Mayor Tim Tjosaas said even though there is not a “For Sale” sign in front of the building the city would be glad to listen to other offers. “There is an idea. No offers,” said the mayor. “We have seen no business plan, no financials. How much more time do we waste?”
The Counselor Realtor pointed out the 90-plus letters of support by residents who were in favor of the Sherman Associates project. Copies were given to each council member. O’Malley encouraged the council to read the letters of support for reusing the building. She added that this was the most letters Sherman Associates had received in support of a rehabilitation project they had proposed. “Those letters are the voice of Kasson,” added O’Malley.

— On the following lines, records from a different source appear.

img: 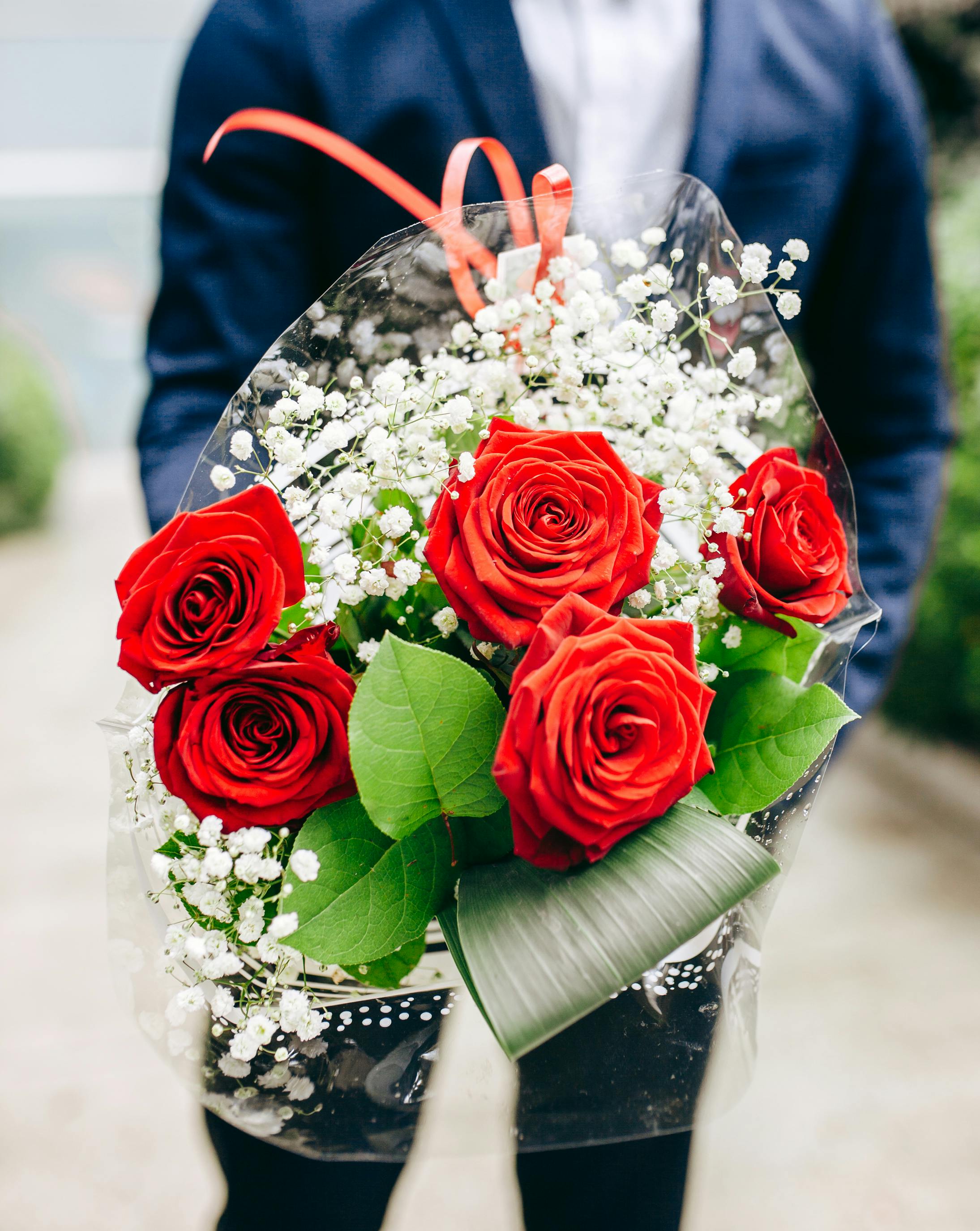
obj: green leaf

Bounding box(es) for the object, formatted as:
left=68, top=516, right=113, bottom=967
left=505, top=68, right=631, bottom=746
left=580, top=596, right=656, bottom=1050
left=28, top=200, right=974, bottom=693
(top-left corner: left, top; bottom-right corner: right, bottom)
left=347, top=932, right=425, bottom=987
left=698, top=616, right=824, bottom=683
left=347, top=633, right=504, bottom=838
left=698, top=671, right=857, bottom=814
left=452, top=803, right=514, bottom=867
left=450, top=804, right=779, bottom=1060
left=286, top=798, right=456, bottom=978
left=438, top=901, right=504, bottom=1047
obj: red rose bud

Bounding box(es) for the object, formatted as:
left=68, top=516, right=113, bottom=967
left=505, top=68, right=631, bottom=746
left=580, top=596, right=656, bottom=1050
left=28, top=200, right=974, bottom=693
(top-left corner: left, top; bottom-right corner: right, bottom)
left=116, top=486, right=305, bottom=692
left=153, top=630, right=356, bottom=831
left=702, top=448, right=852, bottom=637
left=494, top=594, right=714, bottom=868
left=425, top=419, right=663, bottom=646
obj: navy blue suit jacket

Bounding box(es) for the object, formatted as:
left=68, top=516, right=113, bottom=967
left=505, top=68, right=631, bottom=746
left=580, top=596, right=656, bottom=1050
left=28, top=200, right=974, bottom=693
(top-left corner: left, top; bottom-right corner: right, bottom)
left=139, top=0, right=949, bottom=710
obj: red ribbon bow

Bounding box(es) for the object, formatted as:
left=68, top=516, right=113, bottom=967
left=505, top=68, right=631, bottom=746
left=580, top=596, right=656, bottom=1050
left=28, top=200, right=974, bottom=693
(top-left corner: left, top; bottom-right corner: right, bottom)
left=205, top=107, right=573, bottom=316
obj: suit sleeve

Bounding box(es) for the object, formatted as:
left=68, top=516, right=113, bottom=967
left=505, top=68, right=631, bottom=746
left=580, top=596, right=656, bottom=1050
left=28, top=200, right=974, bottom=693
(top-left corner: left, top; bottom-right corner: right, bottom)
left=804, top=4, right=952, bottom=713
left=138, top=0, right=324, bottom=530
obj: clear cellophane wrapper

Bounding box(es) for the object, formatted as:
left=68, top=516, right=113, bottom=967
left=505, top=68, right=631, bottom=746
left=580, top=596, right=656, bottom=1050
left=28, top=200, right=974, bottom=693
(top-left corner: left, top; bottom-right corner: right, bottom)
left=103, top=172, right=877, bottom=1160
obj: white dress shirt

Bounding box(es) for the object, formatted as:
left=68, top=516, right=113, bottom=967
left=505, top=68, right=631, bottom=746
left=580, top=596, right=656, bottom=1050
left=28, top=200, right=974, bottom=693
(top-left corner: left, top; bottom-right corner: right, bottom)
left=512, top=0, right=702, bottom=186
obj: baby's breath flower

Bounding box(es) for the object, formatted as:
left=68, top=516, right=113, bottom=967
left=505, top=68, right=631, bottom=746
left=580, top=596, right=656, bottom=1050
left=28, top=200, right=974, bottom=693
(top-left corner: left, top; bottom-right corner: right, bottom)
left=722, top=624, right=742, bottom=650
left=355, top=637, right=382, bottom=666
left=210, top=466, right=235, bottom=491
left=728, top=346, right=756, bottom=380
left=228, top=431, right=252, bottom=462
left=783, top=239, right=810, bottom=261
left=432, top=607, right=459, bottom=637
left=706, top=276, right=739, bottom=308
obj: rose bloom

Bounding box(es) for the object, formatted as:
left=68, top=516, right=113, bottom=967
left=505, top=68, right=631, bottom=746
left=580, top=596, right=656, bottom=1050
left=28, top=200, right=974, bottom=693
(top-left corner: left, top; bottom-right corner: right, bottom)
left=702, top=448, right=852, bottom=637
left=116, top=486, right=305, bottom=692
left=494, top=594, right=714, bottom=869
left=153, top=624, right=356, bottom=831
left=425, top=419, right=663, bottom=646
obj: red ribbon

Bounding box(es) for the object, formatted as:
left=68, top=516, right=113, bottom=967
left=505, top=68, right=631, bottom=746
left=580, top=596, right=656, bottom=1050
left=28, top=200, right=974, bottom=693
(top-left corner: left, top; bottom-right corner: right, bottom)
left=205, top=107, right=573, bottom=316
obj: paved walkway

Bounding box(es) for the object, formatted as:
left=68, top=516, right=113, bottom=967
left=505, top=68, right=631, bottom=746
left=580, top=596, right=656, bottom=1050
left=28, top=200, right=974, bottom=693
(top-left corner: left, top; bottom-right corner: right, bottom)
left=0, top=454, right=980, bottom=1231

If the 90 plus letters of support, 69 were from Kasson area residents. A council member said he did not believe 90 people could be the voice of Kasson.
Council member Matt Nelson said what he hears from many of the neighbors around the school is, “When are you going to take this eyesore down?”
There was talk of an injunction/lawsuit being filed to delay the demolition. The mayor then commented, “So thank you for threatening a lawsuit.”
From what the council heard early last year when entering into a purchase agreement with Sherman Associates, they were the best in the business. If they could not make something work nobody could.
The council did make a recommendation to approve the salvage of items from the school by non-profits. Members of the Dodge County Historical Society were in the building a week ago Saturday looking around.
There is believed to be pieces of woodwork, flooring and period doors that could be salvaged. The items can be salvaged at no cost by the non-profits, but these items can’t be resold. What is left can be salvaged or sold by the contractor that wins the demolition bid.
Items are to be salvaged by February, 2013. The pre-bid demolition meeting for contractors will be in March.